Surgery training program responds to pressures on education
A NEW, improved program to train surgeons in Australia and New Zealand will begin in January, 2008. Starting with a single, meritbased selection process, would-be surgeons will commence training in the surgical specialty of their choice, possibly in their third year after graduation.
The curriculum and assessment will be based on the competencies required to fulfil the many roles society expects of its surgeons, and the length of training will evolve from its historical time-based process to become competency-based, and will depend upon the speed at which individual trainees become proficient in these competencies.
The program is evolutionary, builds on the proven successes of the past, and has been discussed in numerous meetings of all stakeholders across both countries for two years.
However, this program is not without its critics, and questions have been raised as to why change is necessary, and what impact these changes will have on trainees, their teachers and the hospitals.
So why the changes? There have been many pressures on medical education, and surgical training in particular. The Royal Australasian College of Surgeons responded by recommending a new program be developed through an educational partnership between the college, its surgeons and trainees, and hospitals.
Surgical education is at a crossroads and must face up to many new external factors. Today’s medical graduates are older, more mature, more likely to be female and frequently carry significant debt. They are also more certain of their long-term career choice. Recruitment of the best graduates into surgery is becoming more difficult worldwide, due in particular to the increasing importance of controllable lifestyle factors to graduates, coupled with the more attractive lifestyles offered by alternative medical careers.
Length of surgical training is said to be daunting for some, and the perception that many years are wasted in hospital service without much education being provided is another disincentive.
Significant change has occurred in the methods used to teach and learn surgery. The apprenticeship model of education is no longer sustainable in busy hospitals and clinics, where an uneasy tension exists between service delivery and protected time for education.
The learning environment has also changed because of the growth of ambulatory care, shorter hospital stays, altered patient mix due to the increasing shift of elective surgery to the private sector, and the necessary implementation of safer working hours.
New methods of learning using skills laboratories are now available and enable trainees to acquire surgical and other skills before progressing to the supervised manage- ment of patients. More reliable methods for assessing and monitoring the progress of trainees are available and must be introduced.
The aim of a quality surgical training program is to produce fully-fledged surgeons as quickly and efficiently as possible, but this is predicated on some certainty over progression for the trainees involved. The previous program was divided into basic and advanced surgical training with separate selection for each stage.
Large numbers of medical graduates embarked on the program each year with a call from the hospitals for an annual increase to help deliver services. Unfortunately, no corresponding increase in hospital positions for advanced trainees was made by the states, resulting in a training bottleneck. Only half of those who had completed the first part of their training were successful each year in obtaining a position in advanced training, and many of the remainder or the so-called ‘‘ lost tribe’’ remained shut out, with significant career, personal and financial consequences for themselves and their families.
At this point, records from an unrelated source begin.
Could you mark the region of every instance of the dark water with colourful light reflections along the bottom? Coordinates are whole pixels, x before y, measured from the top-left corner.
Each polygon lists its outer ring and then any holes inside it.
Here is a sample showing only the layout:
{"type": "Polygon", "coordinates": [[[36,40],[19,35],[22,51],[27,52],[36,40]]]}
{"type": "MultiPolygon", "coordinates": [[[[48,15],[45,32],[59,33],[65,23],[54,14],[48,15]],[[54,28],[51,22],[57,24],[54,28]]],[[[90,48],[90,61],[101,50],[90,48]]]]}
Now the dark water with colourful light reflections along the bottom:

What, then, is the response to this program by those who aspire to be surgeons, those who teach them and those who employ them? Medical students and those who have recently graduated from medical school support the new program mainly because it involves one selection directly into the specialty of choice, and gives greater certainty of completion. Failure to be selected will occur at the start of the program and those who are unsuccessful can embark on other careers.
The main point of controversy surrounds the eligibility requirements for selection by some specialties, and these are being reviewed. The 700 basic surgical trainees currently in the first part of the program are concerned they may be forgotten during this period of transition to a new program, but these fears have been allayed.
An issue for many surgeons or teachers is whether it will be possible to select trainees so very early in their postgraduate careers, and how to manage those rejected and who lack the insight to change to another career.
Some hospitals are concerned the program is being implemented too quickly, and perceive the changes will leave them short of junior doctors.
It was considered important to implement the revised program as quickly as feasible, otherwise in each year of delay another group of around 250 basic trainees would enter an outdated program. Medical graduates interested in a surgical career will continue to apply for hospital positions and acquire the knowledge and skills necessary to apply for surgical training. No shortage is expected.
What will be different is selected trainees will only be appointed to hospital posts which provide the required learning experiences. This is, after all, the basis of all education. Many hospitals have embraced the new program and worked in co-operative partnerships for its successful implementation. Others have been slower to become involved. John Collins is associate professor in surgery and medical education at the University of Melbourne, and dean of education at the Royal Australasian College of Surgeons.